Future Directions: Trials, Partnerships, and Oncology

00:18:09
Speaker
Excellent. So it's looking to be an exciting and active period ahead for Horizon. Could you summarize or highlight some of the key events that investors should watch out for across the next 12 to 18 months?
00:18:21
Speaker
Well, I mean, of course, we are basically now um interacting with the FDA. So we expect to submit the the full protocol of the phase three around March, April. So around this time, end of first quarter, beginning of second quarter, we might get the they May proceed for the phase three, which will definitely set the um and the asset ready for starting the phase three. The company is already doing additional work to prepare this phase three.
00:18:55
Speaker
It's also well known that we have engaged an investment bank at Green Hill to help us on finding the right partner, the best partner to develop this molecule and to commercialize this molecule, where we think that we have an extraordinary commercial opportunity.
00:19:11
Speaker
an extraordinary and extraordinary commercial opportunity and um And this is not the reason ah today, but I mean, we are also having, as maybe some of the audience know, Horizon is also having a a program also around LSD1, also in epigenetics with a different and molecule, different composition of matter protection. in oncology where we are benefiting, we are having the immense honor to have um a a partnership with the National institute Institute of Health of the United States, with the National Cancer Institute. And through this CRADA-CREDA agreement,
00:19:51
Speaker
We are exploring now our molecule in first-line leukemia in triple combination with venetoclast and asacitidine in first-line and FIT patients.
00:20:02
Speaker
There are a number of patients which respond poorly to these standard of care, although in general, venetoclast and asacitidine is a quite effective first-line treatment.

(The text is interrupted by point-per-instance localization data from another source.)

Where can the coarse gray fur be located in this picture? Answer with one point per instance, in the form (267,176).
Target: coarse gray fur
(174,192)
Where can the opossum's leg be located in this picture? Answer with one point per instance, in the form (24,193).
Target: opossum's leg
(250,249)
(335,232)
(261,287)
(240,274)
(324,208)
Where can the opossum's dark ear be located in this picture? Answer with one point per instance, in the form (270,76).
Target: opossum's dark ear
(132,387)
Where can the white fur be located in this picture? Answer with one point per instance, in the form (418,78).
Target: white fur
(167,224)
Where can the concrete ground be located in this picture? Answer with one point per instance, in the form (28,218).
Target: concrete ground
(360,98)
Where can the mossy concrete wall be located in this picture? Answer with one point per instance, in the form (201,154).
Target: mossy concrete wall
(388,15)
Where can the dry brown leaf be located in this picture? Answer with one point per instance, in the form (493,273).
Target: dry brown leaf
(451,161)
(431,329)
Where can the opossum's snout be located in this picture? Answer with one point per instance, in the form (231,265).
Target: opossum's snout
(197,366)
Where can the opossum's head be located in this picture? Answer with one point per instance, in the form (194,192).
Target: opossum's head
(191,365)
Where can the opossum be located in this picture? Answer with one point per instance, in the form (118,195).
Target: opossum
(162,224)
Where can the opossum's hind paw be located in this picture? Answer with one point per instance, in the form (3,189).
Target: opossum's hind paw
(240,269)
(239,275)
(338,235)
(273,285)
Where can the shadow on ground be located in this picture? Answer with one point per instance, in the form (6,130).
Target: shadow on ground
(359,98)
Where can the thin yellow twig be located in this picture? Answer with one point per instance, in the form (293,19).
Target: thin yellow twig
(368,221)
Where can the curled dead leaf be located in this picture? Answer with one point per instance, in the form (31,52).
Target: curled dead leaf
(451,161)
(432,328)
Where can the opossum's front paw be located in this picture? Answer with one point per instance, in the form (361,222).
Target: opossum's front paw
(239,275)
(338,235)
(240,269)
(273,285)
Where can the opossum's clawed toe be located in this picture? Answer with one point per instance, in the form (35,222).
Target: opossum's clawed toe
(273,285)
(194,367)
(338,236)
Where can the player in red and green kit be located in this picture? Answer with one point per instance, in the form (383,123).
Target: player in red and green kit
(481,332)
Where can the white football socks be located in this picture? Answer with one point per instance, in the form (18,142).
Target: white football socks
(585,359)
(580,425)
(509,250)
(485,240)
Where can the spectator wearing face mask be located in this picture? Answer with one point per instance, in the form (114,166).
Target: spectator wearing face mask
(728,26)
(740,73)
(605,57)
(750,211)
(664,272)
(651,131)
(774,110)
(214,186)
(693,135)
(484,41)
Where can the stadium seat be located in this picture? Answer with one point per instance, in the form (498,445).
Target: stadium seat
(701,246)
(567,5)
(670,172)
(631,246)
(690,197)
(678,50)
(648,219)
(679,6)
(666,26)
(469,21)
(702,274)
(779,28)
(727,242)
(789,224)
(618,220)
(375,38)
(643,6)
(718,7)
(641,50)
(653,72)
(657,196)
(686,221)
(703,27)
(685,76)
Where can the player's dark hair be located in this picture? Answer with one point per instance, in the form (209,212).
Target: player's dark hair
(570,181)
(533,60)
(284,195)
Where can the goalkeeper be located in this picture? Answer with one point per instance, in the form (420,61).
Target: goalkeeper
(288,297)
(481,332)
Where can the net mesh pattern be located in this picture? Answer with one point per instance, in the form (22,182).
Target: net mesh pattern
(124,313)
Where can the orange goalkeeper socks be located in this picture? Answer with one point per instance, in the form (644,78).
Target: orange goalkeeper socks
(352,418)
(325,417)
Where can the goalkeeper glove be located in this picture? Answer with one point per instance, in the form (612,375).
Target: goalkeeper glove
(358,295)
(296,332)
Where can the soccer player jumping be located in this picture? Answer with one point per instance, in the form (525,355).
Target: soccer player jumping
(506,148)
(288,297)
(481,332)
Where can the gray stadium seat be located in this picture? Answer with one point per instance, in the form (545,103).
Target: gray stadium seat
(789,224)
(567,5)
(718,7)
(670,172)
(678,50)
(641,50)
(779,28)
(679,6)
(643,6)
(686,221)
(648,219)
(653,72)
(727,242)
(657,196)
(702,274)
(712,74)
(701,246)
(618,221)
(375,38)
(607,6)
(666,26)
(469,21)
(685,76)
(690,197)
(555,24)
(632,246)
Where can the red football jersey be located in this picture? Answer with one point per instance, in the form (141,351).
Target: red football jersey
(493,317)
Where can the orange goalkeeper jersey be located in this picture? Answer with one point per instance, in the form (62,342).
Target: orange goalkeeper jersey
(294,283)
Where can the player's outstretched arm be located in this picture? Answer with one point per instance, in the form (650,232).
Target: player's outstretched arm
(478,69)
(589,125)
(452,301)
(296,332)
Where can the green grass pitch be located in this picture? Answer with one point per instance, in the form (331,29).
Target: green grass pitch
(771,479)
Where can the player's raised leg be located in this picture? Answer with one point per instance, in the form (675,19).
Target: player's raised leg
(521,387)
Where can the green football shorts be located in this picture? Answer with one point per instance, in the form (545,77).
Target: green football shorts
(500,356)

But for those particular sorts of patients, this combination adding Yadavnstat could be fundamental.
00:20:19
Speaker
We are having this ah program running in an investigator initiative trial at Oregon University with some encouraging preliminary data. and We are having also and NCI sponsor phase 1-2 trial in a small cell lung cancer first line in extended disease patients in combination with Durvalumab or atezolizumab, where again, the fundamentals, the the but the biology,
00:20:48
Speaker
and underlying biology of the mechanism of action, the synergism between our compound and the ICIs is really amazing.
00:21:00
Speaker
and um And this ah NCI i sponsored trial is including one of the most and there I mean, famous places, the more renowned places in the field, like the Memorial Sloan Katherin Center, the Dana-Farber, the MD Anderson, the Young Hopkins, Yale University, City of Hope. I mean, just to mention a few.
00:21:22
Speaker
So this is, ah as I said, a phase one, two randomized, um which expect to recruit 40 patients. And we are tremendously honored. I'm very eager to see how it goes, this trial. So for those in the audience interested on this other activity of the company, I also recommend to to him to to keep ah to keep us under the radar.
00:21:46
Speaker
Perfect. Well, thank you very much, Carlos, for the un insightful discussion. We look forward to following the progress of the company and including both of your assets. ah If our audience like to learn more about Horizon in Genomics, please refer to edisongroup.com.
00:21:59
Speaker
That's going to be your time today, Carlos. Thank you, Aaron. A pleasure.